Vale salientar que o deputado paulista do antigo MDB, falecido em 2014, foi um advogado, intelectual e ativista político brasileiro. Filiado ao Partido Socialismo e Liberdade foi candidato à Presidência da República do Brasil nas eleições de 2010, obtendo a quarta posição, com 886.816 votos.

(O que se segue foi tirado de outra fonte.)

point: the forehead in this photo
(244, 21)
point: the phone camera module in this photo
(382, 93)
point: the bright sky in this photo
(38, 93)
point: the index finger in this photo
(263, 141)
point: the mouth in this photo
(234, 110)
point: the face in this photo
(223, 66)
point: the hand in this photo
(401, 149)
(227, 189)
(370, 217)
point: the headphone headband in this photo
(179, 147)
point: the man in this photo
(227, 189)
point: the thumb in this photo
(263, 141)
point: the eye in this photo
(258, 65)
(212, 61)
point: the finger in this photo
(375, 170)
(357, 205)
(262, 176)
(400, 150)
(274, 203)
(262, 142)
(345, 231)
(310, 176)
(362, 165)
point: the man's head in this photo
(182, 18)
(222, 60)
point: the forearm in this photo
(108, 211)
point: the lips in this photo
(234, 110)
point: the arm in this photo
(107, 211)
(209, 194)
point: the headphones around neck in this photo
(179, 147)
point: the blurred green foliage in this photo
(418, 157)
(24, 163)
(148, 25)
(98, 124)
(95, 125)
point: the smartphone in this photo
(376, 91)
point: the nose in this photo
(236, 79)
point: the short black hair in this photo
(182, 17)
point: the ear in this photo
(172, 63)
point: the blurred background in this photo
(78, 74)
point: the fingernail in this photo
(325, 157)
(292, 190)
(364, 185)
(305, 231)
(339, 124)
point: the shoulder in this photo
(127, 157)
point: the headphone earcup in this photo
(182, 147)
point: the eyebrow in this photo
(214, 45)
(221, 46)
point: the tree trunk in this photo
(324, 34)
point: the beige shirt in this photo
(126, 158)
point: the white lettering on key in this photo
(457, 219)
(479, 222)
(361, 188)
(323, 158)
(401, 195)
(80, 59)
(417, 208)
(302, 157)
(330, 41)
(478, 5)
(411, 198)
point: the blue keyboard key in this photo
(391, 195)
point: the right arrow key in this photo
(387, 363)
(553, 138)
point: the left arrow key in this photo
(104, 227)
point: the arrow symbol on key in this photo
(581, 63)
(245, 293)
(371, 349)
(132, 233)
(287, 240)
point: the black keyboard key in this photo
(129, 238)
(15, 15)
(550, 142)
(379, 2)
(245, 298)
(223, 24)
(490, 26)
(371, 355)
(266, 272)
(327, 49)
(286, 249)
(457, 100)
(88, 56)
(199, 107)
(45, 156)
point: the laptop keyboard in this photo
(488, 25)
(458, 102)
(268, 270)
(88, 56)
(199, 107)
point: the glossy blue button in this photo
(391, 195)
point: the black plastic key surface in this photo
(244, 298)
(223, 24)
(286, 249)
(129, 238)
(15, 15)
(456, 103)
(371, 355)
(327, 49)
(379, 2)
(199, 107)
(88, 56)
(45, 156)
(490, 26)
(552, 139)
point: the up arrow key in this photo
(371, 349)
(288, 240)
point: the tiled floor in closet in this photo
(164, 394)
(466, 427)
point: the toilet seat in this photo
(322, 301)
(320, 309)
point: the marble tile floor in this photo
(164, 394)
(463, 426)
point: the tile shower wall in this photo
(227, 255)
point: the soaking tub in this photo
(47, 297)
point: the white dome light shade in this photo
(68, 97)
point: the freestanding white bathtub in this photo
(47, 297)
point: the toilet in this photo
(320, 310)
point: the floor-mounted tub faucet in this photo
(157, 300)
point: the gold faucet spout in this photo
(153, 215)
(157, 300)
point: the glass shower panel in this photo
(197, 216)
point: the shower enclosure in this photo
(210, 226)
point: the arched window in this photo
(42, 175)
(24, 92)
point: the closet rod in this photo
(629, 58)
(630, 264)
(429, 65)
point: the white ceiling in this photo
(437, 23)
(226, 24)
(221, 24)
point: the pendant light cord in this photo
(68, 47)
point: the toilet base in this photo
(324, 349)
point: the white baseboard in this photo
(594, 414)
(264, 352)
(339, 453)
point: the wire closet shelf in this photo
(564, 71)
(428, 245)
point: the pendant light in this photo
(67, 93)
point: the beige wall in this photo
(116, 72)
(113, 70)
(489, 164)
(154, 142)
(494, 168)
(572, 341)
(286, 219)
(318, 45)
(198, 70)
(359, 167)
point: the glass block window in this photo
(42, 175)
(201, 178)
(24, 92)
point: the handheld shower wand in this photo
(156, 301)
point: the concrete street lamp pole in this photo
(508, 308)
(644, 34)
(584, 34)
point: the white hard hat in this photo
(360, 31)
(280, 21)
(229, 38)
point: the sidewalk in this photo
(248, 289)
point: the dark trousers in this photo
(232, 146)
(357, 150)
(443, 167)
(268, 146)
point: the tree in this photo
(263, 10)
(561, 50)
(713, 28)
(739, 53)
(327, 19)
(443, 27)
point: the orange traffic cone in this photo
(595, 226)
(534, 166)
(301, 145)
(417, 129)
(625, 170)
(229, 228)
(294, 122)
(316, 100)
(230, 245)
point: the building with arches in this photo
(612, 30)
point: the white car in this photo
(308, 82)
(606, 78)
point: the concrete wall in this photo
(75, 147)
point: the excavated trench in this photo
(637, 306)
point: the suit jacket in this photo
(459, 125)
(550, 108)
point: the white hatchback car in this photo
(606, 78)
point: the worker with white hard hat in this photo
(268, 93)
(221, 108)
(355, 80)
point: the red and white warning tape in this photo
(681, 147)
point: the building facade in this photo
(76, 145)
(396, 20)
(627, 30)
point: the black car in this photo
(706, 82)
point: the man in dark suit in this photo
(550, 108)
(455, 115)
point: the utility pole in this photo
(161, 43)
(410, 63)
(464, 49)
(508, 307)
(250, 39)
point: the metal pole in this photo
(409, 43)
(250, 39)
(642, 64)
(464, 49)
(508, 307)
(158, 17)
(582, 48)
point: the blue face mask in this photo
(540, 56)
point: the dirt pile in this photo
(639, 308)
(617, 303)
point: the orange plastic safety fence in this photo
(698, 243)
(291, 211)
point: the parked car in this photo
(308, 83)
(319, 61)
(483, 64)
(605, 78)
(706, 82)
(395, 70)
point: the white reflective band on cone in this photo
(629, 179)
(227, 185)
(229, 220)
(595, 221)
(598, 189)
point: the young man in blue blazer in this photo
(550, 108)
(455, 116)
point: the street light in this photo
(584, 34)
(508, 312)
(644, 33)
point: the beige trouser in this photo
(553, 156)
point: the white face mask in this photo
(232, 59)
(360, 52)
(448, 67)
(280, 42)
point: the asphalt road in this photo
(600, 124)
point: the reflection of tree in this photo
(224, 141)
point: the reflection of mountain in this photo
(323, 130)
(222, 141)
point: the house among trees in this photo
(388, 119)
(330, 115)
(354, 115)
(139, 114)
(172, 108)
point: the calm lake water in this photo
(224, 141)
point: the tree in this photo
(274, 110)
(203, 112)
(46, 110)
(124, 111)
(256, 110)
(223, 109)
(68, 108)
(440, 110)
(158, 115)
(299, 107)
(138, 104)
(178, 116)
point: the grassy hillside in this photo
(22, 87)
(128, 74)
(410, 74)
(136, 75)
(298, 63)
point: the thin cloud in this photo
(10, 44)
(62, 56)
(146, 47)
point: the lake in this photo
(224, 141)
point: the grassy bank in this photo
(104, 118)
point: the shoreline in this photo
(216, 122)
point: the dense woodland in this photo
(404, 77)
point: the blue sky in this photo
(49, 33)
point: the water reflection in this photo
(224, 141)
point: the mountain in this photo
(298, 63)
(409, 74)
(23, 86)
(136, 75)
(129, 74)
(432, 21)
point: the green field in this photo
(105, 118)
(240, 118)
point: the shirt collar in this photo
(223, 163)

Quando esteve exilado no Chile foi ele quem elaborou o projeto social do Governo Salvador Allende.
Do Tribunal Constitucional
Art. 13 – O Tribunal Constitucional é composto de nove Ministros: três escolhidos pelo Presidente da República, três escolhidos pelo Congresso Nacional e três escolhidos pelo
Tribunal Superior Justiça
I- Os Ministros do Tribunal serão escolhidos entre bacharéis em direito de notório saber jurídico, com pelo menos vinte anos de exercício profissional
II- O mandato dos Ministros será de doze anos vedada a recondução renovando- se o Tribunal por um terço a cada quatro anos
III- Durante o exercício do mandato, os ministros gozarão das garantias e sujeitar-se-ão das vedações próprias da magistratura, perdendo o cargo somente por condenação em crime comum ou de responsabilidade e fazendo jus a vencimentos fixados a Ministros de Estado.
IV- Findo o mandato, o Ministro fará juz a aposentadoria correspondente aos vencimentos do cargo, vedadas quaisquer acumulações.”